Main Results and Discussion


The combined APCI and ESI LC-MS methods achieved LOQs below all California and Oregon action levels for 94 pesticides. Representative chromatograms showed clear separation and minimal signal suppression. Calibration curves exhibited excellent linearity (R2 >0.99) across analytes. The ultrafast polarity switching capability of the LCMS-8060 ensured sufficient data points per peak for robust quantitation.

Benefits and Practical Applications


  • Eliminates the need for separate GC-MS analyses for certain pesticides
  • Streamlines laboratory workflows through a single LC-MS platform
  • Supports regulatory compliance for multiple state programs
  • Delivers high throughput with 15-minute run times

Future Trends and Potential Applications


Expanding this approach to other complex matrices such as edibles and concentrates could further standardize pesticide testing in the cannabis industry.

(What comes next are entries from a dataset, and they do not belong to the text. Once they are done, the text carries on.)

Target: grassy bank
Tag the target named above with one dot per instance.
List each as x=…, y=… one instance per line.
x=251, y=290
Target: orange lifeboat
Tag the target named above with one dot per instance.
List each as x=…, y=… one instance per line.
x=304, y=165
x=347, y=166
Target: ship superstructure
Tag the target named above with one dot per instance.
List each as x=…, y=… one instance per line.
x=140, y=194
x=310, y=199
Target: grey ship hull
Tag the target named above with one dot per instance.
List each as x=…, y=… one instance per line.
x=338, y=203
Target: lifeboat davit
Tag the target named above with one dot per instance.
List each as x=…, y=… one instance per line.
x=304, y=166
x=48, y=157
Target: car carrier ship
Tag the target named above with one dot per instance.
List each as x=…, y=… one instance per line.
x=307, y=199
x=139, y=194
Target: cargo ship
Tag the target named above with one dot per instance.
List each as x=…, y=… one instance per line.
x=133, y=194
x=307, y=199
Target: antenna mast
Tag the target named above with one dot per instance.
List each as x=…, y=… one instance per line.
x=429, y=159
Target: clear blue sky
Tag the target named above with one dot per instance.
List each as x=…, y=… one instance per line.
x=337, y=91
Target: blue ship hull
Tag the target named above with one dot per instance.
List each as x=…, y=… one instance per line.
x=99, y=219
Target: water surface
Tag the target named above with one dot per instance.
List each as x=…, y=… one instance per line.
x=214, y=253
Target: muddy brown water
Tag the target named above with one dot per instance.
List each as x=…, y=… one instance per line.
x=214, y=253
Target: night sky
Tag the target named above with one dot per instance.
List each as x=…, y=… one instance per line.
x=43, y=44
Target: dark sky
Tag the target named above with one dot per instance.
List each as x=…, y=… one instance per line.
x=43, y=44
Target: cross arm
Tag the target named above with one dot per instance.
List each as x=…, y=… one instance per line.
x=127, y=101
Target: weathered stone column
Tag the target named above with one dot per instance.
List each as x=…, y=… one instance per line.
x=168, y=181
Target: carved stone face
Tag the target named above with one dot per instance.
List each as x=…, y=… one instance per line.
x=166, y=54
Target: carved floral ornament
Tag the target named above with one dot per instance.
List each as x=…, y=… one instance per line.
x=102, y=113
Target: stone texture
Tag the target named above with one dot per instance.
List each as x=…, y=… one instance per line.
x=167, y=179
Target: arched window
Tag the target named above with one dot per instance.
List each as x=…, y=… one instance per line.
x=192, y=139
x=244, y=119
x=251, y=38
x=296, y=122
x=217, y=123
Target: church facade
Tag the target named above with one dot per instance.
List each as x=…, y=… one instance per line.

Advances in high-resolution accurate mass spectrometry and automation of sample preparation will enhance throughput and data quality. Integration with laboratory information management systems can streamline reporting for multi-state operators.

Conclusion


This work demonstrates a complete LC-MS solution for cannabis pesticide analysis using both APCI and ESI ionization on a single Shimadzu LCMS-8060 instrument. The validated methods provide sensitive, accurate, and reproducible quantitation of all regulated pesticides in California and Oregon, supporting efficient compliance testing without reliance on multiple analytical platforms.

Content was automatically generated from an orignal PDF document using AI and may contain inaccuracies.